Why iOS 8 Represents a New Kind of Challenge for Developers - stax012
http://www.wired.com/2014/11/ios-8-developer-side/?mbid=social_fb

======
rizwan
iOS 8 added many useful APIs, but I find many are hard to use while
maintaining support for iOS 7.

For example: \- To share code between your app and your iOS 8 extensions, you
want to put them in a shared framework, something which was just added in
Xcode 6, and compatible only with iOS 8. So using shared code from iOS 7 means
you'd have to keep copies of your source in the main app framework.

\- Photos.framework is really great, but is completely different from
Assets.framework, so building a photo app means writing your code twice. Yes,
you can use Assets framework from iOS 8, but it's unclear how iCloud Photo
Library will work with it (iOS 8.0 inadvertently removed "Camera Roll" from
Assets framework, for example)

\- Can't clean up your UIActionSheet, UIAlertView, UIPopoverController code
with UIAlertController until you go iOS 8+

So iOS 8 moves a lot of things forward really nicely, and building an iOS
8-only app has been really great, but I feel, more so than before, that it's
harder to maintain support for older iOS versions.

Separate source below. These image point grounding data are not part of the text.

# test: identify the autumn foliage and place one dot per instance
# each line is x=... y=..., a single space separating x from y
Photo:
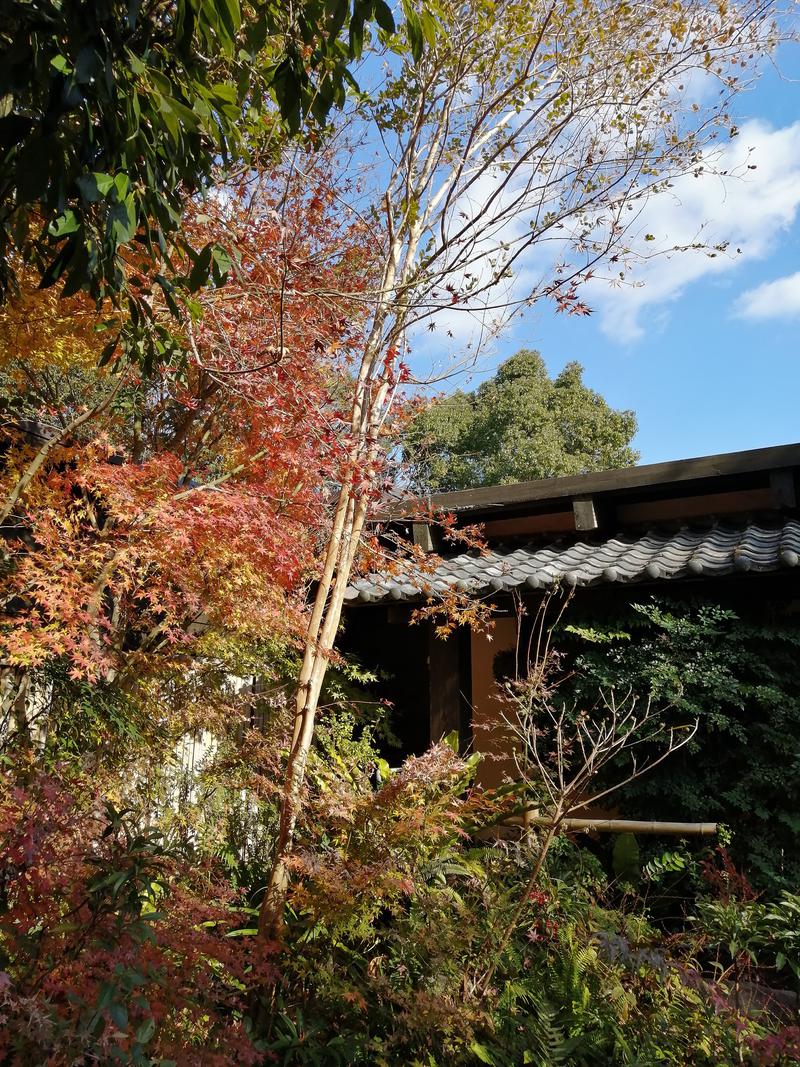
x=195 y=497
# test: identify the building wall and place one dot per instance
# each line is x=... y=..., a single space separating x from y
x=490 y=734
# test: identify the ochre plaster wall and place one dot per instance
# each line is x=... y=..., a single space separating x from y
x=489 y=734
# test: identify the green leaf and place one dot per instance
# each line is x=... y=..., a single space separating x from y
x=383 y=16
x=66 y=223
x=414 y=30
x=118 y=1015
x=61 y=63
x=145 y=1031
x=94 y=187
x=198 y=273
x=482 y=1052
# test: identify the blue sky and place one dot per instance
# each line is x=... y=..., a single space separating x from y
x=709 y=362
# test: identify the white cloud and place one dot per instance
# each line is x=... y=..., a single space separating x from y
x=771 y=300
x=750 y=211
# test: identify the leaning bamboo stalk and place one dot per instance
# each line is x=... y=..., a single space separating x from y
x=629 y=826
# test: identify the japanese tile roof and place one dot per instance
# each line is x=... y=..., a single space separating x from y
x=687 y=553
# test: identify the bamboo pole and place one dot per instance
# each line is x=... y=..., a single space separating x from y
x=629 y=826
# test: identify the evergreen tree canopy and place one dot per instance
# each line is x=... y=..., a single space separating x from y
x=517 y=426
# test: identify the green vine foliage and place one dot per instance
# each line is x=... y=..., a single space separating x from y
x=740 y=679
x=112 y=113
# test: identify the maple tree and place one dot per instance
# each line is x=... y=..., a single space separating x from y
x=194 y=498
x=521 y=127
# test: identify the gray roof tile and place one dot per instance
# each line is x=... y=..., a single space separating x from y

I was hoping iOS 8's adoption numbers would be rising faster than it did for
iOS 7, so it'd be easier to justify dropping iOS 7 support sooner, but
anecdotally it seems the large installation binary has made it hard to update
16GB devices.

------
mvelie
This is the same as the jump from iOS 6 to iOS 7, except that was more UI
code. It was difficult to support both and keep the correct look and feel
between the apps without a lot of extra work, even more if you weren't using
auto layout. The basic controls changed a lot and the change with the status
bar still affects apps today.